Now, we split again but into training and testing samples

In [27]:
X_train, X_test, y_train, y_test = train_test_split(x,y,test_size=0.3,
                                                    random_state=0,
                                                    stratify=y)

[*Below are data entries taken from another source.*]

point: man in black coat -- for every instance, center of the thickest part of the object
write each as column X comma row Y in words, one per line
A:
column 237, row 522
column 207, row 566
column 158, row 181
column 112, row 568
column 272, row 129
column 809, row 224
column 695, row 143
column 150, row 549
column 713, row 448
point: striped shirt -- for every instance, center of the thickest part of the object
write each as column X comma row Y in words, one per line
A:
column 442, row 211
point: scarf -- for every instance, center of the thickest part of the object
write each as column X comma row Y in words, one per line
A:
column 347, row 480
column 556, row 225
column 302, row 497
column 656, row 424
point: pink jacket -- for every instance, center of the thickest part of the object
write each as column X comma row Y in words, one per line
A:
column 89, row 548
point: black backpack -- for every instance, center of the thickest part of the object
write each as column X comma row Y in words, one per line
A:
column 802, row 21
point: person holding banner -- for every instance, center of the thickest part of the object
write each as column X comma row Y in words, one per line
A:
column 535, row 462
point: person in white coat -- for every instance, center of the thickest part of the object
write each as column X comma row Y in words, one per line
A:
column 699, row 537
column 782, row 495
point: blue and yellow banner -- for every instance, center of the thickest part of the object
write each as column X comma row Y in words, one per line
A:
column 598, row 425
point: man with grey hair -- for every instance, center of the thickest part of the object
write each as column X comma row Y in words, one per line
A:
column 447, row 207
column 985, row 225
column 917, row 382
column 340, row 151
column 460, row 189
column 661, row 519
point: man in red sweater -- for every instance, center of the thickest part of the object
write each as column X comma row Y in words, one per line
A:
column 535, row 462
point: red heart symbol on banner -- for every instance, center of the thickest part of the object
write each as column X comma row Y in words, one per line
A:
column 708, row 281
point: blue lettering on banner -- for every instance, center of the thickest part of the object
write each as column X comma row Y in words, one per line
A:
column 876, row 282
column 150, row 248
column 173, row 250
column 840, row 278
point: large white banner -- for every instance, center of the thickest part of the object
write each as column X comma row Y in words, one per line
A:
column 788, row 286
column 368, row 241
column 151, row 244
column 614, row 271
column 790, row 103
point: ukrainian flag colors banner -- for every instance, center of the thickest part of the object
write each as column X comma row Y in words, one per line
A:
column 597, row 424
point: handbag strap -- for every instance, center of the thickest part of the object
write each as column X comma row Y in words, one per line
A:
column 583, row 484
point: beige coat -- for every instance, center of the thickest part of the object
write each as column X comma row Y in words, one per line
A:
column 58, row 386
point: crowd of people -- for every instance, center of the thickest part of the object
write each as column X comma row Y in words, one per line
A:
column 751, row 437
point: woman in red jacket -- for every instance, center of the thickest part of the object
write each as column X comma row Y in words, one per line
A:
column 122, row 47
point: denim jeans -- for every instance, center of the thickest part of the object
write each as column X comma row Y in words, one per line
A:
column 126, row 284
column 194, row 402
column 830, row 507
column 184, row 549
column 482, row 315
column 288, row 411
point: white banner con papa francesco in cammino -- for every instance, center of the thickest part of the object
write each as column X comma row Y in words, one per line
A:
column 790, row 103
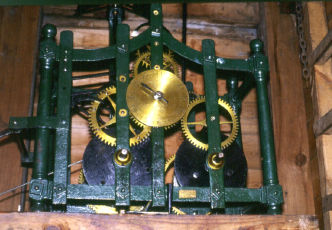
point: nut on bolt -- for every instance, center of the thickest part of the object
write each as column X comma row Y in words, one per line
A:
column 122, row 157
column 216, row 160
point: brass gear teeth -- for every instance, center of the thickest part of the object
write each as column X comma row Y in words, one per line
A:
column 98, row 131
column 144, row 59
column 199, row 144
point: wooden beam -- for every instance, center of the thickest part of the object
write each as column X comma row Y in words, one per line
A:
column 322, row 52
column 89, row 221
column 18, row 49
column 324, row 124
column 288, row 112
column 317, row 29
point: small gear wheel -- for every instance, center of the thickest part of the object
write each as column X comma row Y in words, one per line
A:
column 102, row 120
column 228, row 116
column 143, row 63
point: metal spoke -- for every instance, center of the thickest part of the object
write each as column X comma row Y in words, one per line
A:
column 132, row 130
column 112, row 102
column 110, row 122
column 203, row 123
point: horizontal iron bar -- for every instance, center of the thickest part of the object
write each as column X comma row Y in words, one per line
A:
column 35, row 122
column 143, row 193
column 89, row 2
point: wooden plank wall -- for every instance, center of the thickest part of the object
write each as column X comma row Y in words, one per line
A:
column 317, row 25
column 288, row 111
column 18, row 49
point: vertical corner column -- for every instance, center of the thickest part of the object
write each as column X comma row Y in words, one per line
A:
column 63, row 114
column 122, row 157
column 157, row 134
column 216, row 174
column 270, row 177
column 42, row 148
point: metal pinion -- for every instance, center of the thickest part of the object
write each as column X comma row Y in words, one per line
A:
column 102, row 117
column 199, row 144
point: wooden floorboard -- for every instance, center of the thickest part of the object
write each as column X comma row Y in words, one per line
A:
column 57, row 221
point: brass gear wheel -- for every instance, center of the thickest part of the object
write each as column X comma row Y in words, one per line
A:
column 230, row 115
column 143, row 63
column 102, row 117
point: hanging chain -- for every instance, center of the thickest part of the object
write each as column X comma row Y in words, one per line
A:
column 303, row 44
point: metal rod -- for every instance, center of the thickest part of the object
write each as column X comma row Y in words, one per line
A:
column 91, row 75
column 25, row 184
column 5, row 132
column 44, row 109
column 184, row 37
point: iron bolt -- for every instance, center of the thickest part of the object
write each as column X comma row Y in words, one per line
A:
column 124, row 151
column 156, row 12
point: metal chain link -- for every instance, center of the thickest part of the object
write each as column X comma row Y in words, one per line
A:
column 303, row 44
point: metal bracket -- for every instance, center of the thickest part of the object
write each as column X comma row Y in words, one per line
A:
column 40, row 189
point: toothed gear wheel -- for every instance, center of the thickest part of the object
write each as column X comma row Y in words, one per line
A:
column 143, row 63
column 225, row 110
column 192, row 96
column 102, row 120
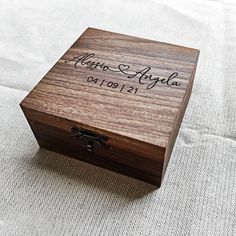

This is for calling the decision tree classifier, just to see how it performs out of the box

In [28]:
clf = DecisionTreeClassifier()

In [29]:
clf.fit(X_train,y_train)

DecisionTreeClassifier(class_weight=None, criterion='gini', max_depth=None,
            max_features=None, max_leaf_nodes=None,
            min_impurity_decrease=0.0, min_impurity_split=None,
            min_samples_leaf=1, min_samples_split=2,
            min_weight_fraction_leaf=0.0, presort=False, random_state=None,
            splitter='best')

The accuracy on the test samples is around 96%

In [30]:
print("Acc: ", clf.score(X_test,y_test))

Acc:  0.9777777777777777


Let's see if we can do better if we use emsemble models and hyperparameter tuning

In [31]:
pipelines = {
    'dt' : make_pipeline(DecisionTreeClassifier(random_state=0)),
    'rf' : make_pipeline(RandomForestClassifier(random_state=0)),
    'gb' : make_pipeline(GradientBoostingClassifier(random_state=0)),
    'svc': make_pipeline(SVC(random_state=0))
 }

In [32]:
dt_hyperparameters = {
    'decisiontreeclassifier__criterion' : ['gini','entropy']
}

In [33]:
rf_hyperparameters = {
    'randomforestclassifier__n_estimators' : [1,2,5,10,20,50,100,200],
    'randomforestclassifier__max_features' : ['auto','sqrt',0.33]
}

In [34]:
gb_hyperparameters = {
    'gradientboostingclassifier__n_estimators' : [1,2,5,10,20,50,100,200],
    'gradientboostingclassifier__learning_rate' : [0.05,0.1,0.2],
    'gradientboostingclassifier__max_depth' : [1,3,5]
}

In [35]:
svc_hyperparameters = {
    'svc__kernel' : ['rbf','poly','sigmoid']
}

In [36]:
hyperparameters = {
    'dt' : dt_hyperparameters,
    'rf' : rf_hyperparameters,
    'gb' : gb_hyperparameters,
    'svc': svc_hyperparameters 
}

In [37]:
fitted_models = {}
for name,pipeline in pipelines.items():
    model = GridSearchCV(pipeline,hyperparameters[name],cv=10)
    model.fit(X_train,y_train)
    fitted_models[name] = model
    print(name,"ok")

dt ok
rf ok
gb ok
svc ok


Cross-validated score for the best models

In [38]:
for name,model in fitted_models.items():
    print(name,model.best_score_)

dt 0.9333333333333333
rf 0.9428571428571428
gb 0.9619047619047619
svc 0.9428571428571428


best parameters found by gridsearch

In [39]:
fitted_models['dt'].best_params_

{'decisiontreeclassifier__criterion': 'gini'}

In [40]:
fitted_models['rf'].best_params_

{'randomforestclassifier__max_features': 'auto',
 'randomforestclassifier__n_estimators': 2}

In [41]:
fitted_models['gb'].best_params_

{'gradientboostingclassifier__learning_rate': 0.05,
 'gradientboostingclassifier__max_depth': 1,
 'gradientboostingclassifier__n_estimators': 1}

In [42]:
fitted_models['svc'].best_params_

{'svc__kernel': 'poly'}

Score of the models when predicting

In [43]:
for name,model in fitted_models.items():
    print(name,model.score(X_test,y_test))

dt 0.9777777777777777
rf 0.9333333333333333
gb 0.9555555555555556
svc 1.0


Predictions using support vector classifier

In [44]:
pred = fitted_models['svc'].predict(X_test)
np.column_stack((pred,y_test))

array([['virginica', 'virginica'],
       ['virginica', 'virginica'],
       ['setosa', 'setosa'],
       ['setosa', 'setosa'],
       ['versicolor', 'versicolor'],
       ['setosa', 'setosa'],
       ['versicolor', 'versicolor'],
       ['virginica', 'virginica'],
       ['setosa', 'setosa'],
       ['versicolor', 'versicolor'],
       ['setosa', 'setosa'],
       ['virginica', 'virginica'],
       ['setosa', 'setosa'],
       ['virginica', 'virginica'],
       ['versicolor', 'versicolor'],
       ['virginica', 'virginica'],
       ['versicolor', 'versicolor'],
       ['versicolor', 'versicolor'],
       ['versicolor', 'versicolor'],
       ['setosa', 'setosa'],
       ['versicolor', 'versicolor'],
       ['virginica', 'virginica'],
       ['setosa', 'setosa'],
       ['versicolor', 'versicolor'],
       ['virginica', 'virginica'],
       ['virginica', 'virginica'],
       ['virginica', 'virginica'],
       ['virginica', 'virginica'],
       ['versicolor', 'versicolor'],
       ['virg

Support Vector Classifier could predict perfectly the species even if at the cross validation stage was not perfect.